L’amélioration de l’efficience énergétique est donc devenue une priorité des data centers. Dans un contexte d’inflation généralisée, les opérateurs n’ont pas vraiment le choix étant donné l’explosion du prix de l’électricité. Surtout les petits hébergeurs, déjà fragilisés par l’augmentation de leurs primes d’assurance contre les incendies, après l’incendie ravageur chez OVHcloud en 2021. Fin 2022, au plus
fort de la hausse du coût de l’électricité, des opérateurs de centres de données français ont même envisagé de réduire d’un gigawatt la consommation énergétique de la filière, ce que ses acteurs ont appelé « l’effacement ».

La parade devait consister à y remédier par des groupes électrogènes pour prendre le relais des lignes à haute tension. Problème : lesdits groupes électrogènes sont alimentés au fioul ou au biodiesel. D’autres industriels du secteur des data centers ont proposé d’accélérer l’amélioration de l’efficience énergétique
de leurs installations en baissant, si besoin, la climatisation dans les salles informatiques. Et ce, quitte à sortir des conditions optimales au fonctionnement des serveurs en laissant la température monter d’un à trois degrés supplémentaires. Optimiste, Uptime Institute observe que « l’ensemble du secteur rivalise d’innovations pour réduire la consommation électrique des centres de données ». « Le refroidissement liquide va continuer de se développer, signale France Datacenter.

De gros progrès ont été réalisés dans les architectures de serveurs préfabriqués avec des systèmes de refroidissement liquide. En outre, quelques grands data centers mènent des tests sur des dispositifs de refroidissement par tours aéroréfrigérantes, qui récupèrent la vapeur d’eau générée grâce à une technologie recourant à des panneaux. » D’autres professionnels anticipent un modèle avec moins d’humain et davantage d’automatisation.

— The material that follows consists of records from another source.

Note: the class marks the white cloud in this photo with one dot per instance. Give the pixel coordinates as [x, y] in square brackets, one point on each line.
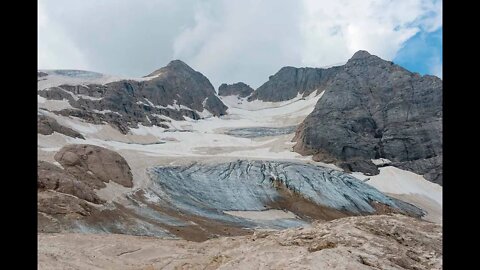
[334, 30]
[436, 67]
[226, 40]
[55, 49]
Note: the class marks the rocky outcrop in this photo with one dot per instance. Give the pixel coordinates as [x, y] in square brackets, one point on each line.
[67, 195]
[52, 177]
[47, 125]
[95, 165]
[239, 89]
[288, 82]
[375, 109]
[367, 242]
[175, 91]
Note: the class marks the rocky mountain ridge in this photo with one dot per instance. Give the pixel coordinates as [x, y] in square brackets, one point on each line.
[172, 92]
[374, 109]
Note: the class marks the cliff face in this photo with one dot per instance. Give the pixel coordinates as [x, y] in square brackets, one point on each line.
[288, 82]
[374, 109]
[240, 89]
[175, 91]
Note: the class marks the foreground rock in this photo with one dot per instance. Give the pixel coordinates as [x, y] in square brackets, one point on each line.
[175, 91]
[374, 109]
[372, 242]
[239, 89]
[67, 192]
[203, 201]
[95, 165]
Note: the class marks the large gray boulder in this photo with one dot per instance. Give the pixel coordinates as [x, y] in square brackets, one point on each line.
[239, 89]
[374, 109]
[95, 165]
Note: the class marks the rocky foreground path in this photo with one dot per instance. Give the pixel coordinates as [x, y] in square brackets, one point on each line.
[368, 242]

Histoire surtout de retrouver de la marge.

Quand l’eau froide vient à manquer

datacenter refroidi par eau

Recourir au refroidissement par eau pour maintenir en fonctionnement optimal tous leurs serveurs en dépit des périodes de sécheresse, voilà l’équation complexe à laquelle sont confrontés, de plus en plus régulièrement, les gros data centers. Cet été, alors que l’Europe subissait une des plus fortes canicules jamais observées, le besoin en eau est devenu critique lorsque l’assèchement des cours d’eau a atteint un niveau sans précédent.

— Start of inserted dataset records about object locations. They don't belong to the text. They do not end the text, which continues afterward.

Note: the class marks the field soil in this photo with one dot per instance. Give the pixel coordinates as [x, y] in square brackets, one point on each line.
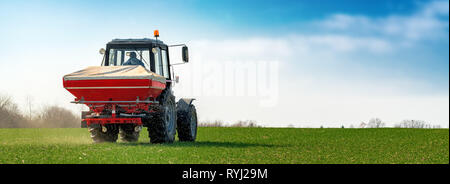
[232, 146]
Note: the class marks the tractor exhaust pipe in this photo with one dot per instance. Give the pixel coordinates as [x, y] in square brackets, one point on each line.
[104, 129]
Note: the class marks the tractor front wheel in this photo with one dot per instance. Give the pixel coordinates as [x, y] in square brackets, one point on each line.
[162, 127]
[187, 124]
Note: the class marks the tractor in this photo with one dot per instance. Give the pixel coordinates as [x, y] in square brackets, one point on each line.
[132, 89]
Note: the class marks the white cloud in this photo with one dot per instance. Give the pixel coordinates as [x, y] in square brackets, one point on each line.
[428, 23]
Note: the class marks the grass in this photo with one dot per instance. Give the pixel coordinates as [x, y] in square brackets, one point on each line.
[232, 146]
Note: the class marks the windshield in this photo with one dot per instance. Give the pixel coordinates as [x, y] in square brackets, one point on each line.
[127, 56]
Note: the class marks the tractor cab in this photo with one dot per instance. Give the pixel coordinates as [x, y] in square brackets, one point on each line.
[152, 54]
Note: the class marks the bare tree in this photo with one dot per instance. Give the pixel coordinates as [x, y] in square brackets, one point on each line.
[9, 114]
[413, 124]
[29, 102]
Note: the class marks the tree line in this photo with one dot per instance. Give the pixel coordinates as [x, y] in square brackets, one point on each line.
[48, 117]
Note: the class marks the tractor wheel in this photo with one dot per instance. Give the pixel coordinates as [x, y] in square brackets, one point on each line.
[187, 124]
[128, 133]
[99, 136]
[162, 128]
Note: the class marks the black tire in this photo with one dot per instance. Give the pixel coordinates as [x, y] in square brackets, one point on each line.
[83, 116]
[128, 134]
[109, 136]
[162, 128]
[187, 124]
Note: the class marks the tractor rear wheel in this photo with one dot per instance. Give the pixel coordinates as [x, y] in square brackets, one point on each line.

Une illustration de ce problème a été révélée par des journalistes : une ferme de serveurs Microsoft à Wieringermeer, au nord des Pays-Bas, aurait consommé en un an pas moins de 84 millions de litres d’eau pour son système de water cooling. En pleine période de déficit hydrique et de mesures de restriction d’eau, une telle consommation a ému les associations et alerté les pouvoirs publics locaux. « Lorsque l’on se projette, il faut que les opérateurs de centres de données se préparent rapidement à investir pour brider la consommation électrique de leurs serveurs informatiques, et donc la climatisation par air cooling ainsi que par water cooling », explique François Salomon, directeur Activité froid climatisation chez Schneider Electric.

Il ajoute que des discussions sont menées entre industriels du secteur et autorités européennes. Outre la question environnementale, un défi technique devra être relevé car les fortes chaleurs de l’été 2023 ont été la cause de pannes qui ont impacté la rentabilité de certains leaders du cloud et de la colocation de salles informatiques.